RAIN-READY: Grazier Ben Robinson has been eagerly awaiting this weekend's  forecast rainfall.
RAIN-READY: Grazier Ben Robinson has been eagerly awaiting this weekend's forecast rainfall. Leighton Smith

Rain today means cattle cash tomorrow

EVERY time there's a decent rainfall event predicted, that's money in the bank for grazier Ben Robinson.

A sizeable rainfall event is headed our direction this weekend and lifelong local Mr Robinson, 42, has been glued to the rainfall radar, urging the heavens to pour its liquid gold upon his cattle-grazing land.

"We jump on the website and try and read the weather, it's pretty hard to do but that's what we try and do to see what's coming up,” Mr Robinson said.

"We hope to get over 100mm to 150mm, because we're north of Rocky so we're probably at the right spot, so, hopefully, we get a bit of rain.

The BOM's computer modelling shows rainfall totals in excess of 100mm are possible for parts of CQ over the next few days.
The BOM's computer modelling shows rainfall totals in excess of 100mm are possible for parts of CQ over the next few days.

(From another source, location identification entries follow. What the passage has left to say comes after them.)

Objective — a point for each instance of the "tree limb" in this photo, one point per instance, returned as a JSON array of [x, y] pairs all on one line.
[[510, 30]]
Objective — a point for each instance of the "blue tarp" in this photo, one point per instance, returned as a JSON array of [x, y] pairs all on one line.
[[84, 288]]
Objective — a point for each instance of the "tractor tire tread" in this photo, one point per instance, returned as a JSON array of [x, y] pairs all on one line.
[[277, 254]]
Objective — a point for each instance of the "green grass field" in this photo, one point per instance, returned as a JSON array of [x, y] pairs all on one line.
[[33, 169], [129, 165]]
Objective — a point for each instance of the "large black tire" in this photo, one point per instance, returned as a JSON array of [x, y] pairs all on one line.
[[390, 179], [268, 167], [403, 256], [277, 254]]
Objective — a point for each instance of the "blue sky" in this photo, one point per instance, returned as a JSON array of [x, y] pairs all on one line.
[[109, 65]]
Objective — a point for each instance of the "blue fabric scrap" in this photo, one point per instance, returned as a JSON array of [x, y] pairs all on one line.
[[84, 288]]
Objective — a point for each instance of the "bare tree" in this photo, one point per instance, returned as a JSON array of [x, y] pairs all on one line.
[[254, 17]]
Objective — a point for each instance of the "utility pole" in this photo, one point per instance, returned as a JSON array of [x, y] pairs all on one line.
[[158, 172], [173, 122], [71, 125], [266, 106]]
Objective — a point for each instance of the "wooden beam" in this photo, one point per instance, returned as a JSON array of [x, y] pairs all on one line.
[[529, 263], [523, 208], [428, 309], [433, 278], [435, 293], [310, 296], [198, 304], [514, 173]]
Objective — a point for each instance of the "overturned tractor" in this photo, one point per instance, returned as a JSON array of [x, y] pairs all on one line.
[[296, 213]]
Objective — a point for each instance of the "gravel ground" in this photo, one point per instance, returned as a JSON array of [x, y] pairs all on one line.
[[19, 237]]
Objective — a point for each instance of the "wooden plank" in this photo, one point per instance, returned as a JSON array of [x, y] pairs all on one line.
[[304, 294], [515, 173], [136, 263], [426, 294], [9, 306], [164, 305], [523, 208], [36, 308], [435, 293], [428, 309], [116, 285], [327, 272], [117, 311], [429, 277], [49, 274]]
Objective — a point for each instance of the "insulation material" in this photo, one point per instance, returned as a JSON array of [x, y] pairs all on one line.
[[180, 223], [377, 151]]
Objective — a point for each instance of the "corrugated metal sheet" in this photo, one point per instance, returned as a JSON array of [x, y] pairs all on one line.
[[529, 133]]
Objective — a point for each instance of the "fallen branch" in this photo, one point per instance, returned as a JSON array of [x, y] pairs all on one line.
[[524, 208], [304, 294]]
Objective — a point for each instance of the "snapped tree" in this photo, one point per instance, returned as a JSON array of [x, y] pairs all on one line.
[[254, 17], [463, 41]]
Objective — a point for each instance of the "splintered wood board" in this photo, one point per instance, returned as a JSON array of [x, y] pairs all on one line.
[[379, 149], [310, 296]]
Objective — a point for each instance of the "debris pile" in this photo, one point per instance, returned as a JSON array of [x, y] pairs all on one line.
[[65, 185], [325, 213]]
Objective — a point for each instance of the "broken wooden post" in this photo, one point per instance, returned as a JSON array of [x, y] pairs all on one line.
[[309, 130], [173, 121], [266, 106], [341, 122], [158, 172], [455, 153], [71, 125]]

Frazer Pearce

He described the conditions as being dry around the region lately with the predicted rain poised to provide welcome respite.

"The last few months it's been fairly dry in the last few months, very windy, the wind's probably worse than sun - it dries the paddocks out,” Mr Robinson said.

"Hopefully this rain stops that and it will help the prices kick back in again.”

He said when a good amount of rain, in excess of 100mm falls, the cattle price "jumps 20 cents per kilogram overnight”.

"It's a very volatile market so rain's always good, it makes life easier on the farm.”

His Milman property, north of Rockhampton, was situated next to Alligator Creek and was fortunate to have irrigation access to help them through dry spells.

HUNGRY STEERS: Grazier Ben Robinson's recent purchases will eat well if we get some good rain.
HUNGRY STEERS: Grazier Ben Robinson's recent purchases will eat well if we get some good rain. Leighton Smith

"It always costs money when you've got to irrigate, it's better when it comes out of the sky.

Despite this he said "cattle's been good, we sold cattle the first sale back after Christmas and got really good money for them.

"We're just out here to buy a few more and fatten them and turn back through the sale.”

Standing proudly next to his recently purchased 16 skinny black steers at the Central Queensland Livestock Exchange yesterday, Mr Robinson said the rain would greatly assist his 90-day plan to fatten up the beasts before reselling them (hopefully) for a tidy profit.